Among the myriad potential challenges to medical research integrity in LMICs are a shortage of skilled workers, a lack of centralized and digitized health records, and a dearth of centres of clinical excellence. Even where centres of excellence do exist, they may work in silos rather than within established and experienced health research networks. The result is that robust data governance (including stewardship, steering and safety monitoring committees) is often sourced from outside the LMIC setting. External collaborators can offer high-quality data monitoring and management and can improve the chances of publishing the research findings in trusted journals, but they may live and work in very different economic regions and have contrasting health research priorities. For the investigators conducting research in LMIC communities, the dubious ‘reward’ for partnering with external collaborators can be a ‘high-impact’ publication that their local and national colleagues cannot read. If the results of any such collaboration studies are not published open access, the local researchers, health workers and decision makers are often unable to access and use their own data to inform local health policy and planning.

This reality emphasizes the geographical qualifier that is captured in the Open Pharma position statement on Open Access. The statement recognizes the importance of publishing research open access so that it can be read without payment or one-off or subscription charges, to “ensure that the highest quality, peer-reviewed evidence is available to anyone who needs it, anywhere in the world”.4 By removing paywall barriers, open access publishing helps to connect the individuals affected by a condition, and those tasked with providing and funding care, with robust need-to-know evidence.

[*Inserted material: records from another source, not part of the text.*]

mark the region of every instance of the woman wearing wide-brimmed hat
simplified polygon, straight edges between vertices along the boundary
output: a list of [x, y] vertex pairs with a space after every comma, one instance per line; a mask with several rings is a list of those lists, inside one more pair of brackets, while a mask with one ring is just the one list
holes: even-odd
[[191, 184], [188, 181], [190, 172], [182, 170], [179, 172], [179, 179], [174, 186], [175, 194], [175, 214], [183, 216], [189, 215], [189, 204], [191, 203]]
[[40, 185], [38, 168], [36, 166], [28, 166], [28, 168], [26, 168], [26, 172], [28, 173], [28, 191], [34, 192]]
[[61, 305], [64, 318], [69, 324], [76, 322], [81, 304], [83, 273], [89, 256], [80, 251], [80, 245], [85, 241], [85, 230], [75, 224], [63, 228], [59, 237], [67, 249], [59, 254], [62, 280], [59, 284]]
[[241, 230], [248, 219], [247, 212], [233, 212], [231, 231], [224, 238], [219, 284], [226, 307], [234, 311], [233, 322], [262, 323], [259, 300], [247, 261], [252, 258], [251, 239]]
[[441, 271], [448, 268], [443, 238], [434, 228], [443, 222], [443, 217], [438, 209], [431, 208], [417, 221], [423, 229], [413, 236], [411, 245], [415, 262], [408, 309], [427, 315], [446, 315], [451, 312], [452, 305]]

The researchers and communities who collect and contribute research data should not be put at a disadvantage. Open access publishing and giving due recognition to the individuals and communities who contribute and collect data are both critical to encouraging good data integrity and collaborative research practices in LMIC settings. The stakeholders who contribute data should be engaged throughout the research process, from early discussions about data privacy and confidentiality, religious norms and context-appropriate ways of working through to publication authorship and acknowledgements. Then, the results of the research should be made available to them, and to others without barriers, including paywall barriers. Only in this way can the heritage of the data be honoured and used to address the research priorities of the contributing communities.


  1. World Health Organization. Report from the Ministerial Summit on Health Research: identify challenges, inform actions, correct inequities. 2005. Available from: (Accessed 25 October 2023).
  2. World Health Organization. Global Forum for Health Research: an overview. Available from: (Accessed 25 October 2023).
  3. Tugwell P, Sitthi-Amorn C, Hatcher-Roberts J, et al. Health Research Profile to assess the capacity of low and middle income countries for equity-oriented research. BMC Public Health 2006;6:151.
  4. Open Pharma. Position statement on Open Access. Available from: (Accessed 25 October 2023).

Alison Chisholm is a Communications Team Leader at Oxford PharmaGenesis. She has an interest in Global Health after completing a Master’s in Public Health at The University of Edinburgh.